Mr. and Mrs. Noon had been married for more than twenty years, and from the record it appears that Mr. Noon had owned and lived in a home at Corning, Ohio, which he inherited from his father. It does not appear at that time that he had any money. At the time of their marriage it appears that Mrs. Noon owned a lot in Columbus, Ohio, and *219 that she had on deposit at the Buckeye Building Loan Company, Columbus, Ohio, the sum of $1,950. The record also discloses that Bernard Noon worked for a railroad company and received his earnings. It is also true that the said Catherine Noon, as shown by the record, was a thrifty wife. From an examination of the record in this case we cannot presume that all of the money saved by this thrifty couple came exclusively from the earnings of Bernard Noon. It would be a mere assumption on our part to say that, because a man had money from one source, these certificates of deposit were created from that source, unless it was proved that there were no other sources, by inheritance or otherwise; which has not been done in the instant case. In the case at bar there was no showing that this couple had received revenue from other sources, but we have a finding of the trial judge, acting as a jury, that this fund was accumulated by Mr. and Mrs. Noon as their joint and common fund and belonged to both of them. That finding of fact cannot be set aside by this court unless it is manifestly against the weight of the evidence.

However, if that finding had not been made by the trial court, a presumption would arise that at the time the money was placed in certificates of deposit and the bond the money was impressed with a contract of ownership, wherein they had equal rights, without any survivorship.

In 7 Corpus Juris, 640, it has been held that "the presumption is that the interest of the joint depositors is equal."

It is to be noted that in Ohio ownership is presumed to be vested in the names as given in the deposit, *220 or investment, in the absence of other testimony to the contrary.

The above principle of law is well laid down in Cleveland TrustCo. v. Scobie, Admr., 114 Ohio St. 241, 151 N.E. 373, 48 A.L.R., 182.
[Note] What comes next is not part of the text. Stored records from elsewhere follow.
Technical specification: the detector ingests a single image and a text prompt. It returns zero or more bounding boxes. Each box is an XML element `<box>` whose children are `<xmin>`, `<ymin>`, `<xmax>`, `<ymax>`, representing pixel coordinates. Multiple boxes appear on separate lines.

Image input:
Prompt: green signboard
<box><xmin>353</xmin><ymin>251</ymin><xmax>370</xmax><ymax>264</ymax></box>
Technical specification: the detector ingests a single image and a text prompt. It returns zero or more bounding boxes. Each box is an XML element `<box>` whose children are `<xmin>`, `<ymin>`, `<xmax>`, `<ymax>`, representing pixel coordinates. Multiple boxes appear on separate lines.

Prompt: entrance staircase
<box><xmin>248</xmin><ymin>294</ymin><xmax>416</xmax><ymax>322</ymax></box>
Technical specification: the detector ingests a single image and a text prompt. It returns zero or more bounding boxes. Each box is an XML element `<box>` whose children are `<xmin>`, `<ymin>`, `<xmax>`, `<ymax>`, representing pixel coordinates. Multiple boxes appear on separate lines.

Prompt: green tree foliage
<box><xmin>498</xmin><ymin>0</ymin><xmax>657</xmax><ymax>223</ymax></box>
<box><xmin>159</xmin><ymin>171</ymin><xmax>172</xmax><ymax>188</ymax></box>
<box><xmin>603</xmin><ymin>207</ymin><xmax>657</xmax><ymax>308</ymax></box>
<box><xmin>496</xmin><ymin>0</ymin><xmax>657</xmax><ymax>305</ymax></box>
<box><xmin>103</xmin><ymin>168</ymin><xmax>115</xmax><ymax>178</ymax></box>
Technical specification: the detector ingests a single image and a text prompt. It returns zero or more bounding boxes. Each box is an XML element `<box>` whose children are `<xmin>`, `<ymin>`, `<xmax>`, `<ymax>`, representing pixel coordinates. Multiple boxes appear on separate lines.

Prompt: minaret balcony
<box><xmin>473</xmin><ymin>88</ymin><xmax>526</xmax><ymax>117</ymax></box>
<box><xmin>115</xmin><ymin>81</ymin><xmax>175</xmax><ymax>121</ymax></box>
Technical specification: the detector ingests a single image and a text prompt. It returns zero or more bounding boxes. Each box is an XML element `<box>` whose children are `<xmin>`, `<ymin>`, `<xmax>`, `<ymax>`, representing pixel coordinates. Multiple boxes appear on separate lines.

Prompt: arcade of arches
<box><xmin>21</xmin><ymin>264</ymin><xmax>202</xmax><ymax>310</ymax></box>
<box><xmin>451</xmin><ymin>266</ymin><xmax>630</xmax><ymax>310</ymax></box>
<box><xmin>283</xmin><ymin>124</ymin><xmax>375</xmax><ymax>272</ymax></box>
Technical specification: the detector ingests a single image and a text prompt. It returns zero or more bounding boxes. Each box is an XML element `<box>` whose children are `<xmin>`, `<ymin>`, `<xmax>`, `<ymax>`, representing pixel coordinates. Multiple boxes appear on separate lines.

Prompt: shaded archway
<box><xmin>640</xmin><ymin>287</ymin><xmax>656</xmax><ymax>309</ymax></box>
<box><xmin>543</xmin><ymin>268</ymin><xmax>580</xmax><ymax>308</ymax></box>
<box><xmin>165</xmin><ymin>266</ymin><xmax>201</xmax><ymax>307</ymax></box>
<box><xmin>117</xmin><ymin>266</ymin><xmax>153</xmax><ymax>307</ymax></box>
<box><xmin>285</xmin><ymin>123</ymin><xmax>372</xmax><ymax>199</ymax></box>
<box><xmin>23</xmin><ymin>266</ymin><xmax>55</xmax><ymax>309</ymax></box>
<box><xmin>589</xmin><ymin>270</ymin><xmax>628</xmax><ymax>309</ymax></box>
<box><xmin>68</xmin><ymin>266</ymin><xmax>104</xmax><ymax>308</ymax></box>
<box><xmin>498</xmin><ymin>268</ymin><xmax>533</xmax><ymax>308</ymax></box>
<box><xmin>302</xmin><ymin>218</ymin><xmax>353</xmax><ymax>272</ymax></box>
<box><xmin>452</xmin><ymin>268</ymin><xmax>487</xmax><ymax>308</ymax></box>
An examination of the record in the case at bar clearly shows that the fund in question was the joint savings of Mr. and Mrs. Noon, the joint earnings and savings for their lifetime. The checking account in which they first saved their money was in their joint names. Both Mr. and Mrs. Noon had charge of these funds, and a reading of the certificates, copies of which are attached to the bill of exceptions, shows that upon more than one occasion Mrs. Noon transferred the certificate on her own indorsement. In other words, Mr. Noon did not assume full control of these funds, but on many occasions Mrs. Noon herself transferred them.
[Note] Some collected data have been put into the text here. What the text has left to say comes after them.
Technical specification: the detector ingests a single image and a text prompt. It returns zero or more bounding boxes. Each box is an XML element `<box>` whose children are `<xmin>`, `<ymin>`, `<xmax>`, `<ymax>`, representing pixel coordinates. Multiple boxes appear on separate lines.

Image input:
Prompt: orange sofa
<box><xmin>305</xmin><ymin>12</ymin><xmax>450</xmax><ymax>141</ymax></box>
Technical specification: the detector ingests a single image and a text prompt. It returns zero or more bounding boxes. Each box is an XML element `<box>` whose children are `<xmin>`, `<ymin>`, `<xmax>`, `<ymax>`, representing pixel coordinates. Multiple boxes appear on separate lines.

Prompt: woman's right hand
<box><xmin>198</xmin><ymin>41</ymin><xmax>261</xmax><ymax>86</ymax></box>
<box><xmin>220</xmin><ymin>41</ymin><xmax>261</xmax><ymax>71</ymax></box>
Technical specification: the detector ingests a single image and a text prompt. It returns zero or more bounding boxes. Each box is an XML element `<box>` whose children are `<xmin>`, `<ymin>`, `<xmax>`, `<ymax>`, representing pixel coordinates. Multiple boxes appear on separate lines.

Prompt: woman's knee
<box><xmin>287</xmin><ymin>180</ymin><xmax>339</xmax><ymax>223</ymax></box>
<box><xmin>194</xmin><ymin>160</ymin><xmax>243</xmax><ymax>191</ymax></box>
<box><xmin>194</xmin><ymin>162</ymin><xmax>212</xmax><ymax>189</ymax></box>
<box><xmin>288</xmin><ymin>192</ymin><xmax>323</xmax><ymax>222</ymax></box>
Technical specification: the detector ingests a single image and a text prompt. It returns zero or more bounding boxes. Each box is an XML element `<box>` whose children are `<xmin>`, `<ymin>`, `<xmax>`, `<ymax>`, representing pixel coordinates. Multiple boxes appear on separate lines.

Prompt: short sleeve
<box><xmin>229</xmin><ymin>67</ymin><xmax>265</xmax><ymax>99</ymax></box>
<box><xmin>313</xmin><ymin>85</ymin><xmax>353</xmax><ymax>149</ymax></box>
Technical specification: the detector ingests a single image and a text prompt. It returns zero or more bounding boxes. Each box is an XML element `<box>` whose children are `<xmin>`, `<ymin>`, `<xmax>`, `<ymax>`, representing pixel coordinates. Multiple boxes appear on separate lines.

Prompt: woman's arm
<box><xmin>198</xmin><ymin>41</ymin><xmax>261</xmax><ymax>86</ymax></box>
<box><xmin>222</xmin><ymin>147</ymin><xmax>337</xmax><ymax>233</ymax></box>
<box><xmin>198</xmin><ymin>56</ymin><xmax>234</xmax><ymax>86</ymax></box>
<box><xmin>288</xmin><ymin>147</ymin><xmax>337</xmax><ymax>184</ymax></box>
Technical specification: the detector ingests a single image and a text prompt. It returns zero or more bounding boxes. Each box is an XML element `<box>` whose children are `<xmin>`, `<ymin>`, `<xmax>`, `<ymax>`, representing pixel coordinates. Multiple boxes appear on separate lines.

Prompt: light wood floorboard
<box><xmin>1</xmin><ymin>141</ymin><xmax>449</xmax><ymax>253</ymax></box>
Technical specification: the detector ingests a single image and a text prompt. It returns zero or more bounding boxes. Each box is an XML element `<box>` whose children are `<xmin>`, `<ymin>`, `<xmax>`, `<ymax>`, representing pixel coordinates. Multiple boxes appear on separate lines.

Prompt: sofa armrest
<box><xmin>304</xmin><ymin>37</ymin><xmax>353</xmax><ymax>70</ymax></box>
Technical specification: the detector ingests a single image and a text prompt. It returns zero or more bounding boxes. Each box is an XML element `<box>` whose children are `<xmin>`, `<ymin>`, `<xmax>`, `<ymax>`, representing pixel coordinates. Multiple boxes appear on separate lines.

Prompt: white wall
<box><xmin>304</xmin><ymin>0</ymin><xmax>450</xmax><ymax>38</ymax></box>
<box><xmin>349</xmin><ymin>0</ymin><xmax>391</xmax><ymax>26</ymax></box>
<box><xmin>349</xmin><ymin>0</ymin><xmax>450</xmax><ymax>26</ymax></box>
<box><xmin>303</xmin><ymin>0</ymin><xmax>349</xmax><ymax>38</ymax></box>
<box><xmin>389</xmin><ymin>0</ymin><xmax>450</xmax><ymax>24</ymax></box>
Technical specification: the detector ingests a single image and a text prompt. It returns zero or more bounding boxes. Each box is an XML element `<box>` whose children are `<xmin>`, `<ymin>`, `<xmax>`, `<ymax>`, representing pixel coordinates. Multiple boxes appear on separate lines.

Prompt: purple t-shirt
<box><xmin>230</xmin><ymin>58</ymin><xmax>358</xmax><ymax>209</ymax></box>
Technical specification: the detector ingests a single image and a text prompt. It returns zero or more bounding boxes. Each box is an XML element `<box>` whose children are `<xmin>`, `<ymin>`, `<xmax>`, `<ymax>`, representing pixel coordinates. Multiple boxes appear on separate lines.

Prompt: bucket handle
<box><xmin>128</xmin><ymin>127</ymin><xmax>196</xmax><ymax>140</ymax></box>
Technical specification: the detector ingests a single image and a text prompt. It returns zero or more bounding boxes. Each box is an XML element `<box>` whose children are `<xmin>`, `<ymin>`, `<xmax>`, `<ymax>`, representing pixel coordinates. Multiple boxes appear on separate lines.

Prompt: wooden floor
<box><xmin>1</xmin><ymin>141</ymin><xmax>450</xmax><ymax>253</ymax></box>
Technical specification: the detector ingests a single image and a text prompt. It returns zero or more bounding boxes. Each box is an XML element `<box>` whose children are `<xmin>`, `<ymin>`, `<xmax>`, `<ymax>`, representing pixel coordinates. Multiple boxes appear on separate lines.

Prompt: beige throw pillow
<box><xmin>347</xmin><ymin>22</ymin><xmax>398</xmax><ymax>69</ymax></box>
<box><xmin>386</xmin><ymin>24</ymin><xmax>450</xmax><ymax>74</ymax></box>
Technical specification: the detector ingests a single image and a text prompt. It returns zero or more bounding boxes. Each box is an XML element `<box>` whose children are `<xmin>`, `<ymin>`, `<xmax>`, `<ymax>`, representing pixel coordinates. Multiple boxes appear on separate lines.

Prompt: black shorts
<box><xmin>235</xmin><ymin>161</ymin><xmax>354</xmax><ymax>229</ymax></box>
With reference to the registered Liberty bond, in which $500 was invested, which was registered with the same words that appear in the certificate of deposit and in their joint checking account, this fund was converted by Bernard Noon, after the death of his wife, into another Liberty bond. It is true that, for the purpose of registration and transferring, the rules of the United States Treasury recognize the survivor as the proper party to whom transfer of the bond should be made. That rule is for the convenience of the United States government in the transaction of its business, and does not and cannot confer title in the Liberty bond, or create a contract of survivorship in the bond in the state of Ohio, where a contract of survivorship is not presumed.
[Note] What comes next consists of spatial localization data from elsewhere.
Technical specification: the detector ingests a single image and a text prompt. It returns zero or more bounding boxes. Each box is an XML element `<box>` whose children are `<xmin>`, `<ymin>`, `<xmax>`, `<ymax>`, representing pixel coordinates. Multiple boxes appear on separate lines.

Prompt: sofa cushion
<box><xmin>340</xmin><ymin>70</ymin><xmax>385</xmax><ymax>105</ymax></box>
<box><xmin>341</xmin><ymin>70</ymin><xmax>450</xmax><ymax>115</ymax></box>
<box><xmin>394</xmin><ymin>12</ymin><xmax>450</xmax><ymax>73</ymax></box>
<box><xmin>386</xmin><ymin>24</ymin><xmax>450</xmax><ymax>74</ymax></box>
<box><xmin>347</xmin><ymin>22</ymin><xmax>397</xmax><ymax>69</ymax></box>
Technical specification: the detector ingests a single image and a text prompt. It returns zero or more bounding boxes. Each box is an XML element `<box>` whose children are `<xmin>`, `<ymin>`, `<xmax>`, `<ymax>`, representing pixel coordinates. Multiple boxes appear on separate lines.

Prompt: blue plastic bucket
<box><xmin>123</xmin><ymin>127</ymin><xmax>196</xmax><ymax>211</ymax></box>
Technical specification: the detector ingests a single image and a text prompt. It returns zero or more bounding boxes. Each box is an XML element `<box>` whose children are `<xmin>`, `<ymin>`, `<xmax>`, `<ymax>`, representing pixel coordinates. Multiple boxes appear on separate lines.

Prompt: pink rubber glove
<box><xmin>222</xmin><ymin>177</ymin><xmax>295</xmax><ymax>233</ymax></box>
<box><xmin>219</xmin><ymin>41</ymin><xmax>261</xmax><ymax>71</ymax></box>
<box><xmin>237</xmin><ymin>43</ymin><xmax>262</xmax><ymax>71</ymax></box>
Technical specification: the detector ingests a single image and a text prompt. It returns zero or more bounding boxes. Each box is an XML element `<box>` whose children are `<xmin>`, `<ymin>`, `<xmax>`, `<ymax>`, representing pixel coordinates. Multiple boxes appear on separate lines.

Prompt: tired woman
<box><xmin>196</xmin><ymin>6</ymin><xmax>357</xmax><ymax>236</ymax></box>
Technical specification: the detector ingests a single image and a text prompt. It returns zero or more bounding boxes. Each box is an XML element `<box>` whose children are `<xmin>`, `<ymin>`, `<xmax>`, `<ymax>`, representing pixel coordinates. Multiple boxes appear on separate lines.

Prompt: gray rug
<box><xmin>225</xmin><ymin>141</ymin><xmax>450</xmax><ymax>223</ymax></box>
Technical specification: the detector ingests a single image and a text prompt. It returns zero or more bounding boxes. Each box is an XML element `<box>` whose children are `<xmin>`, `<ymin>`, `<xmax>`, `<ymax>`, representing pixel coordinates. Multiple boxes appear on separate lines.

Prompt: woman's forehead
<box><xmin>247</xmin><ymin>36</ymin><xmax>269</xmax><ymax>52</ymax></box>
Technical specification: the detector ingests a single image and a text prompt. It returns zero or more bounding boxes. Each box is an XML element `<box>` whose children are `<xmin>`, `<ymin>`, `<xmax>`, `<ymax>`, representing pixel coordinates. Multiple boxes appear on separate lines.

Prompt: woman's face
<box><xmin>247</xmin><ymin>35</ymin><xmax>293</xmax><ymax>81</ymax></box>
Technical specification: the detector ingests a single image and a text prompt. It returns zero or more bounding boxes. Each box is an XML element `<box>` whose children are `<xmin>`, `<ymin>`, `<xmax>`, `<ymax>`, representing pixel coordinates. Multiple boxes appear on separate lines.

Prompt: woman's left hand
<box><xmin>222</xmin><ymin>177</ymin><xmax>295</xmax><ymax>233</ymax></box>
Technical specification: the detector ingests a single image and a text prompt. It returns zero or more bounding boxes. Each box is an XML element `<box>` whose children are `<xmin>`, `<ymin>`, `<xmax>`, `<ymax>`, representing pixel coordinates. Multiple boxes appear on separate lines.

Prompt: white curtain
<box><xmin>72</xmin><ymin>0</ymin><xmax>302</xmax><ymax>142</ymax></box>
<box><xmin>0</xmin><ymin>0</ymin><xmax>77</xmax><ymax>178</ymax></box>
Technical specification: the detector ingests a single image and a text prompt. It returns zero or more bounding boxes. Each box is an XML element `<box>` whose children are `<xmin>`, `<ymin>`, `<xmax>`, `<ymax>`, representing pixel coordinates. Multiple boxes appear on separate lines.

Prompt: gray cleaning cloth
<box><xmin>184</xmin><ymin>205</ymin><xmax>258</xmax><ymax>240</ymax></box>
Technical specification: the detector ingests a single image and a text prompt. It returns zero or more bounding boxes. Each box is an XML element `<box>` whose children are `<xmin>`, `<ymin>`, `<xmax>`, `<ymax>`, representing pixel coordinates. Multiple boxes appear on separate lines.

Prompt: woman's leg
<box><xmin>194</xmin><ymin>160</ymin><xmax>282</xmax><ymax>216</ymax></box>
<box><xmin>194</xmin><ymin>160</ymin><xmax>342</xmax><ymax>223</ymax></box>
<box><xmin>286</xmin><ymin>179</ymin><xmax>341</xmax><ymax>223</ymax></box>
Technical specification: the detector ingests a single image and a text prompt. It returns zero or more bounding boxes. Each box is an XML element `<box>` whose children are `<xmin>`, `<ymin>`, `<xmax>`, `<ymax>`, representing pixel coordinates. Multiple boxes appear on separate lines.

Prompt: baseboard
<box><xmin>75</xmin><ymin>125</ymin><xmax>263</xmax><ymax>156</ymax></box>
So in conclusion, there being no contract of survivorship *221 in any of these funds, the funds being joint funds, in which both Mr. and Mrs. Noon were tenants in common, each owning the one-half interest thereof, we find and hold that the petition in error be, and the same is hereby, dismissed, and the judgment of the common pleas court is hereby sustained.

Judgment affirmed.

SHERICK, P.J., and MONTGOMERY, J., concur.